While cutting off all ties from the Middle East may have been a mere pipe dream a few years ago, it is very much a reality today.
The Future of U.S. Oil Production
We’re now producing more oil and gas than Saudi Arabia. In just the last four years, crude reserves have climbed by 50%. Since 1999, natural gas reserves have doubled.
This reversal means that the U.S. is enjoying a long-awaited position of strength in the global energy landscape. And it means that when the 50th anniversary of the oil embargo rolls around in 2023, the U.S. is likely to be a net energy exporter.
If you add a little help from our two close neighbors in Canada and Mexico – also enjoying energy booms – it’s entirely possible that North America as a whole can achieve energy independence within the next decade
The impetus behind that growth – the fracking revolution and horizontal drilling – may not be overwhelmingly popular in all areas of the country. But becoming energy independent would be very popular indeed.
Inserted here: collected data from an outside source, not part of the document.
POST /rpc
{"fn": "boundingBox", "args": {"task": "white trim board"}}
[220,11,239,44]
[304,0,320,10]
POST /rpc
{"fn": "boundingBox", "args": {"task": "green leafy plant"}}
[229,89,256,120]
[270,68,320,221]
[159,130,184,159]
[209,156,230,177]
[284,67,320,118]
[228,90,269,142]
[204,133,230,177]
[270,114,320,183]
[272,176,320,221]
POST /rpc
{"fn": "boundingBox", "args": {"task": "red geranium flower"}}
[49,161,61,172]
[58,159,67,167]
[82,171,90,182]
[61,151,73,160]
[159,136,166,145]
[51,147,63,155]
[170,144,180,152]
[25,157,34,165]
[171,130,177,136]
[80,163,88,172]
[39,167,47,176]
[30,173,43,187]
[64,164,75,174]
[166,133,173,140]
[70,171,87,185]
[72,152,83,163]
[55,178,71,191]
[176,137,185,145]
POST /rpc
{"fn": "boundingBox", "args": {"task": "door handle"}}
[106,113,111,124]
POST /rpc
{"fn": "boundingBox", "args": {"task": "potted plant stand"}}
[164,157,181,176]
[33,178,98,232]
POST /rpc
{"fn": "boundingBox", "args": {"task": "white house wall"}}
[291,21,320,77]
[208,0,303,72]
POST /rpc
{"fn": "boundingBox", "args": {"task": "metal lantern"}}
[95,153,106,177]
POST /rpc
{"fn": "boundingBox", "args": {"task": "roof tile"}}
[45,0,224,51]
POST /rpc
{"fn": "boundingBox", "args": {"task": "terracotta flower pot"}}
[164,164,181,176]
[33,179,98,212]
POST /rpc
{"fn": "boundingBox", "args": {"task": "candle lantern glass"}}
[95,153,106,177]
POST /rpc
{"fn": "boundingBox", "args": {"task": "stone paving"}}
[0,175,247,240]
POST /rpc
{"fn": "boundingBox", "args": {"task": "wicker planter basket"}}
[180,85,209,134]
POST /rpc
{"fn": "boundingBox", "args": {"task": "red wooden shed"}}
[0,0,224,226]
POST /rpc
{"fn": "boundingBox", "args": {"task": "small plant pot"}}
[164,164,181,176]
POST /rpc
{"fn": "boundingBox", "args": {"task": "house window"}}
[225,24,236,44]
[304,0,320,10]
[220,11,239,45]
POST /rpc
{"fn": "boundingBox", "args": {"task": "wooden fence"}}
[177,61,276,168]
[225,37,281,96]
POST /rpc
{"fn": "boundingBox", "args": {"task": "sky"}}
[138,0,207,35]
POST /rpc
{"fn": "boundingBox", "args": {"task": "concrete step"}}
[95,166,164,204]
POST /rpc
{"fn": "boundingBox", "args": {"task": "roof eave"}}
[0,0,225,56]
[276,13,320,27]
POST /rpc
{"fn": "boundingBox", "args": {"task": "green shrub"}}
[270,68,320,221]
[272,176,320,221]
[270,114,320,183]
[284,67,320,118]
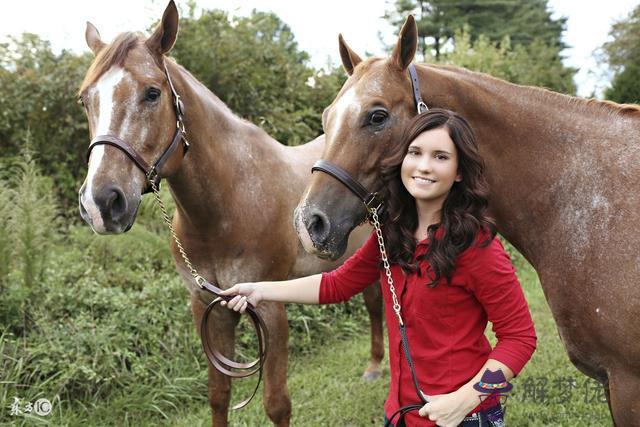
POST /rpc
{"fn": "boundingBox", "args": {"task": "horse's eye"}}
[369,110,388,126]
[145,87,161,102]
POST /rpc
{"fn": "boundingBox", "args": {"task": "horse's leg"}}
[260,301,292,426]
[607,368,640,426]
[190,292,238,427]
[362,282,384,380]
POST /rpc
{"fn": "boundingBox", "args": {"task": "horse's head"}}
[295,16,419,259]
[78,1,184,234]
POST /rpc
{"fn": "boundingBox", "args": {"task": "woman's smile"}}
[412,176,437,185]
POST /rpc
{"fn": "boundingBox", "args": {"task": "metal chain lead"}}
[148,174,205,289]
[369,207,404,326]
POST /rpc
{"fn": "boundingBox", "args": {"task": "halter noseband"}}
[86,61,189,194]
[311,63,428,217]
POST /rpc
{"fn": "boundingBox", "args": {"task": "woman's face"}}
[400,127,462,209]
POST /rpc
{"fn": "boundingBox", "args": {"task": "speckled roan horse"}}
[294,15,640,426]
[77,2,383,425]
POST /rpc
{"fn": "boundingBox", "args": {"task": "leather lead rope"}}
[149,177,268,410]
[368,207,428,427]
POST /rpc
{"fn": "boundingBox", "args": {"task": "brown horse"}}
[77,2,383,425]
[295,15,640,426]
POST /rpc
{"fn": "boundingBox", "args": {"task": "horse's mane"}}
[78,32,143,95]
[428,63,640,119]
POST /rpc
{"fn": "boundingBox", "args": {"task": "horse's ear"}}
[338,34,362,76]
[146,0,179,55]
[390,15,418,71]
[85,22,105,55]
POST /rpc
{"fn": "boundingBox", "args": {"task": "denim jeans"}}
[459,404,505,427]
[384,404,505,427]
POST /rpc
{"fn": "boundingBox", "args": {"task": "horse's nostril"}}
[308,210,330,245]
[109,188,126,221]
[94,186,127,222]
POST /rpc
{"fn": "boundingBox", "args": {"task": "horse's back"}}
[282,134,326,168]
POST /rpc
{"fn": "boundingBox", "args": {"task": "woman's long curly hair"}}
[379,108,496,286]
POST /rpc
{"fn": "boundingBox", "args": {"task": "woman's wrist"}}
[456,384,483,414]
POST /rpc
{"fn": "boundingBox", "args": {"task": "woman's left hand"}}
[418,390,474,427]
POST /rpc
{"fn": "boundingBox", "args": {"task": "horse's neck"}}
[164,62,283,229]
[422,65,637,266]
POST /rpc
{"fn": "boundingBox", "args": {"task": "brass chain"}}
[148,174,205,289]
[369,207,404,326]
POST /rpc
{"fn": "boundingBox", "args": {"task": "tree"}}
[384,0,567,60]
[170,9,344,146]
[0,34,91,213]
[445,27,576,94]
[383,0,576,94]
[605,63,640,104]
[602,6,640,103]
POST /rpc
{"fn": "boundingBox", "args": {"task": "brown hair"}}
[379,108,496,286]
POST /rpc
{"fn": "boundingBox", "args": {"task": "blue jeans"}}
[384,404,505,427]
Of course, energy independence isn’t a goal that, once established, will continue indefinitely. As with any natural resource, U.S. oil production draws from a limited supply. The more we produce, the less we’ll have left.
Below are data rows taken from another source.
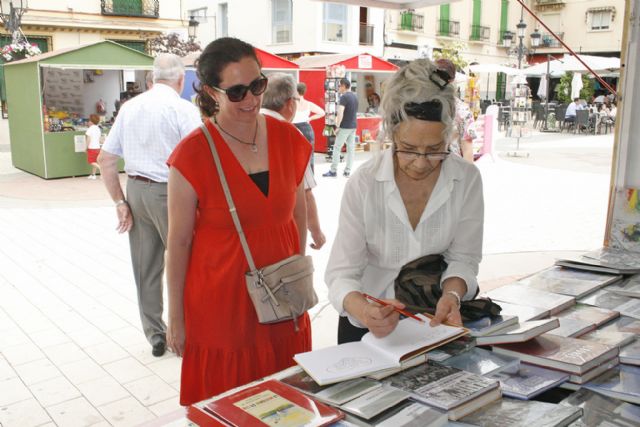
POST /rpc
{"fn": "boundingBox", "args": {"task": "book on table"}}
[492,333,619,375]
[555,303,620,328]
[563,356,619,385]
[427,336,477,362]
[463,314,519,337]
[456,397,583,427]
[204,379,344,427]
[441,347,520,376]
[619,337,640,365]
[293,314,467,385]
[492,301,549,322]
[560,388,640,426]
[366,354,427,381]
[339,385,410,420]
[383,360,501,420]
[599,315,640,334]
[605,273,640,298]
[583,365,640,405]
[546,317,595,338]
[474,318,560,346]
[579,328,636,348]
[578,290,640,319]
[555,247,640,275]
[343,401,448,427]
[482,283,575,315]
[486,363,569,400]
[517,265,621,298]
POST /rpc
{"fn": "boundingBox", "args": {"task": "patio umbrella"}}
[537,74,548,99]
[571,72,583,99]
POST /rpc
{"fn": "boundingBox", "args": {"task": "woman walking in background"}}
[292,82,325,172]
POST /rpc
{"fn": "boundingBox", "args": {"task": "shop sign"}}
[358,55,373,69]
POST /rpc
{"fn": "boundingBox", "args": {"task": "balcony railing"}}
[541,32,564,47]
[437,19,460,37]
[469,25,490,41]
[101,0,159,18]
[399,11,424,31]
[534,0,566,11]
[359,24,374,45]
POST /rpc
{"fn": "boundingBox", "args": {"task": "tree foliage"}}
[148,33,201,57]
[556,72,594,104]
[432,41,469,71]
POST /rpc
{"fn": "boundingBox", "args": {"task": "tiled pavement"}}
[0,117,615,426]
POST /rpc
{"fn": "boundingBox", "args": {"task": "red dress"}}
[168,116,312,406]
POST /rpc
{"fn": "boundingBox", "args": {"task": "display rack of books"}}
[507,83,532,157]
[323,69,344,161]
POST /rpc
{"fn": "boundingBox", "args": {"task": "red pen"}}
[362,293,425,323]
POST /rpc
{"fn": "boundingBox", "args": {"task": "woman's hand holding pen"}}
[344,292,403,338]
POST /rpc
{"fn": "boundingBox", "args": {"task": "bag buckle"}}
[257,270,280,307]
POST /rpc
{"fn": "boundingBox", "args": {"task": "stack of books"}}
[483,283,576,316]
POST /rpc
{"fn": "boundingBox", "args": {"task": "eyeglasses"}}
[395,150,450,161]
[211,73,268,102]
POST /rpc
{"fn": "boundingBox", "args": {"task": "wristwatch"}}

It will be extremely interesting to see how well U.S.-based oil explorers and producers are able to replenish their reserves even as they ramp up production. As plans develop to build more energy production and export infrastructure, one has to question when this stage of the boom will run its course.
Still, as rampant domestic production reduces the need to import crude oil, it appears that investors should have at least a 10-year window within which owning quality U.S. onshore explorers and producers (E&Ps) is likely to pay dividends. I recommend participating in the trend but not turning a blind eye to the reality that the boom isn’t likely to last forever.
The key metric to watch is the reserve replenishment ratios – a measure that compares how much oil a producer added to its proven reserve base to how much oil it produced during the year.
A reserve replenishment ratio above one indicates that a company is adding oil, whereas a ratio below one shows that it’s “running out” of oil. Once we see this ratio dropping below one for a large number of U.S. producers, it will be time to phase out of these investments.
Don’t expect that to happen in the next decade. Until then, I strongly recommend adding domestic oil producers to your intermediate-term portfolio.